Now, I've got bad news and good news. The bad news is that while np.vectorize
provides syntactical sugar around calling your scalar integration function with array inputs, it won't actually give you speed-up compared to a native for loop.
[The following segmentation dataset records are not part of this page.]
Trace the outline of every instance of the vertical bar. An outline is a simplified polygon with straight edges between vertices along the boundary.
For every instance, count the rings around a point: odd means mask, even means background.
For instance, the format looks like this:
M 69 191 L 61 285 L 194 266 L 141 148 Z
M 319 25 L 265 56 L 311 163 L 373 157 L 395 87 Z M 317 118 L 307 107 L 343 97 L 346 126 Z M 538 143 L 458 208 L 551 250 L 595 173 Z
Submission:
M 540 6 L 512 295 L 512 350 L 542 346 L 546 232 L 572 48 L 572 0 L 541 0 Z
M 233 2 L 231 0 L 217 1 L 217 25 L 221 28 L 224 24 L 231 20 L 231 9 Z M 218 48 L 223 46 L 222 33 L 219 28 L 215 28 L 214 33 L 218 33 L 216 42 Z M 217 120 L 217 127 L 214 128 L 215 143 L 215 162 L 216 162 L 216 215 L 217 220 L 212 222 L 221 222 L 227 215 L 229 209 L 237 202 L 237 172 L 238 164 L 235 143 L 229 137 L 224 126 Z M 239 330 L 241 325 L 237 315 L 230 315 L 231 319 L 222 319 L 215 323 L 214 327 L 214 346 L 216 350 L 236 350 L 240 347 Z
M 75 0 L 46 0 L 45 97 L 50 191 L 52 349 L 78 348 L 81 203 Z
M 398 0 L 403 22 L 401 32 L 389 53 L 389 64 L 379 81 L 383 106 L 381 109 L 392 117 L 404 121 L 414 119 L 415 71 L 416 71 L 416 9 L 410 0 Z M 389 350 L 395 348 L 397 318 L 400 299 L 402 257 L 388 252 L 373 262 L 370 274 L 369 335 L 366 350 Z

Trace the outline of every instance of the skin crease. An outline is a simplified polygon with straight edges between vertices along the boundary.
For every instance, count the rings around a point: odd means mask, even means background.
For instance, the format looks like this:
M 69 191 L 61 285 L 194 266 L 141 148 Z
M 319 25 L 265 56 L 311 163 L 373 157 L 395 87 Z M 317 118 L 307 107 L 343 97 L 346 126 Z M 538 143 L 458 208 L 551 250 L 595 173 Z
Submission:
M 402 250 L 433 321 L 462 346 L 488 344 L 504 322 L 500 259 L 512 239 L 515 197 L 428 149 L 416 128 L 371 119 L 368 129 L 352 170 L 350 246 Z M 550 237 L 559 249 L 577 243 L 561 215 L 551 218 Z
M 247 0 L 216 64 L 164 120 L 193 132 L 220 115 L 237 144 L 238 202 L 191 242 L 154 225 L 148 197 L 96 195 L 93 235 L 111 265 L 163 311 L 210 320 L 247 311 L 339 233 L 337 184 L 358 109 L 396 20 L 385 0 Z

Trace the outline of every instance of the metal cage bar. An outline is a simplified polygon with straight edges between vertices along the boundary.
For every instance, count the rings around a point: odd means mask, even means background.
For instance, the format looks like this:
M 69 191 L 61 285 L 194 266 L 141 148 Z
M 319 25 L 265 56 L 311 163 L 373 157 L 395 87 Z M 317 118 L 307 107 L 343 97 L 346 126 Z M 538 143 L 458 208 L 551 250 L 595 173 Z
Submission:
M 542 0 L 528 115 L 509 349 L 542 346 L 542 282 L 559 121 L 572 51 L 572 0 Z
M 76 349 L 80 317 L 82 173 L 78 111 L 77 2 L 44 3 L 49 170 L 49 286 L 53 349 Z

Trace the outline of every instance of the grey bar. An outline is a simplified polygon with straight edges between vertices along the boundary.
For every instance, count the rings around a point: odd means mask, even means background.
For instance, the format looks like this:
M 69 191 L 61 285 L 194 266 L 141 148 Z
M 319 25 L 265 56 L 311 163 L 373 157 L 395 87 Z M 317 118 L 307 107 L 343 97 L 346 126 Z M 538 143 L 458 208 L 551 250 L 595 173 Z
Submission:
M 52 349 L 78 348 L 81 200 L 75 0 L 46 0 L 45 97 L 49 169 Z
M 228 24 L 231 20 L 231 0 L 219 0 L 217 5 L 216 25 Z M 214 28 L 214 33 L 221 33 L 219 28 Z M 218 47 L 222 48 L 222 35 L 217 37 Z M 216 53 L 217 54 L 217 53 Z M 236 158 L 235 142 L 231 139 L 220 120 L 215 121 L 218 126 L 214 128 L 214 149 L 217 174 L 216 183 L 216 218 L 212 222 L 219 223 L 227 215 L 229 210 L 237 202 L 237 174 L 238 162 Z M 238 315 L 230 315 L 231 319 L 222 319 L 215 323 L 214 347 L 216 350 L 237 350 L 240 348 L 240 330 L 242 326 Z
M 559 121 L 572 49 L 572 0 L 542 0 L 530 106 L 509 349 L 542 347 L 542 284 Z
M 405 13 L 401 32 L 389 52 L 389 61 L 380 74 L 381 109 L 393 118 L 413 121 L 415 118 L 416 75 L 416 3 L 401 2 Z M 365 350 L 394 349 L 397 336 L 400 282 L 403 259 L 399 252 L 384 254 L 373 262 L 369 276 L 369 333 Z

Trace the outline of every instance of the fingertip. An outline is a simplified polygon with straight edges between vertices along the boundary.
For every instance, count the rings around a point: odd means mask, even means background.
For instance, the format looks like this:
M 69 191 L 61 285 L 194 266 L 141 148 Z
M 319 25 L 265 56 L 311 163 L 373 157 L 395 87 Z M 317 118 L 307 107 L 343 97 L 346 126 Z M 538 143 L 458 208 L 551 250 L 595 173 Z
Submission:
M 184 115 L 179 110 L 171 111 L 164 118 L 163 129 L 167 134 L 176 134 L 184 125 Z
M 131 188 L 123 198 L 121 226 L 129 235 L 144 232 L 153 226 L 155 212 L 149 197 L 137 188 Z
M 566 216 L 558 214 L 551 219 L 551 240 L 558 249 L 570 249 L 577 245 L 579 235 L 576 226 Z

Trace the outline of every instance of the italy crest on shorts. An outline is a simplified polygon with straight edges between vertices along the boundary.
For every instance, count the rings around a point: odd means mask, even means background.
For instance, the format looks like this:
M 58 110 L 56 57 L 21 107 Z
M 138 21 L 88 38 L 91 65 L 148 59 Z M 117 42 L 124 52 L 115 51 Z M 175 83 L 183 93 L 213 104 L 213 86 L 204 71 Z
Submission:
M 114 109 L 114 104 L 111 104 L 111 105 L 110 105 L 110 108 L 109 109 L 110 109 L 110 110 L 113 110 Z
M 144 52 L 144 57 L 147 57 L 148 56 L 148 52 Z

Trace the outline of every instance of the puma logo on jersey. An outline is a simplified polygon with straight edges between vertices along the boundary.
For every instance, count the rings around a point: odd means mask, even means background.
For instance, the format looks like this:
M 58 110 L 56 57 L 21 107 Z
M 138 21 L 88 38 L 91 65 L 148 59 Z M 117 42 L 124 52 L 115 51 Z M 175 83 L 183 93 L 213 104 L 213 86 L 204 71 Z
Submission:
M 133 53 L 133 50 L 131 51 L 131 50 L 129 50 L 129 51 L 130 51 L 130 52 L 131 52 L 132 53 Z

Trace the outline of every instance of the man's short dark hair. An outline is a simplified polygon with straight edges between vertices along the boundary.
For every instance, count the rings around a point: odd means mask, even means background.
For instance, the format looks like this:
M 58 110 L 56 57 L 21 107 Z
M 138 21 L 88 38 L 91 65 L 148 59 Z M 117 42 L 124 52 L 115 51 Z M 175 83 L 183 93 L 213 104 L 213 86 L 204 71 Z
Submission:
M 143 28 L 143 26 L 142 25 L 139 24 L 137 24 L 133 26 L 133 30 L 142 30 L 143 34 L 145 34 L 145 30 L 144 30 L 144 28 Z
The good news is that you can replace the calls to mpmath.exp
with calls to np.exp
and you'll end up with the same result much faster:
def k_integrand_np(x, xl, xu):
return ((x**2)*np.exp(x))/((xu - xl)*(np.exp(x)-1)**2)
@np.vectorize
def K_np(xl, xu):
if xu <= xl:
# don't even try to integrate
return np.nan
y, err = integrate.quad(k_integrand_np, xl, xu, args = (xl, xu))
return y
With these definitions
In [14]: res_mpmath = K(grid_xl, grid_xu)
...: res_np = K_np(grid_xl, grid_xu)
...: inds = ~np.isnan(res_mpmath)
...:
In [15]: np.array_equal(res_mpmath[inds], res_np[inds])
Out[15]: True
In [16]: %timeit K(grid_xl, grid_xu)
107 ms ± 521 µs per loop (mean ± std. dev. of 7 runs, 10 loops each)
In [17]: %timeit K_np(grid_xl, grid_xu)
7.26 ms ± 157 µs per loop (mean ± std. dev. of 7 runs, 100 loops each)
So the two methods give the same result (exactly!), but the numpy version is almost 15 times faster.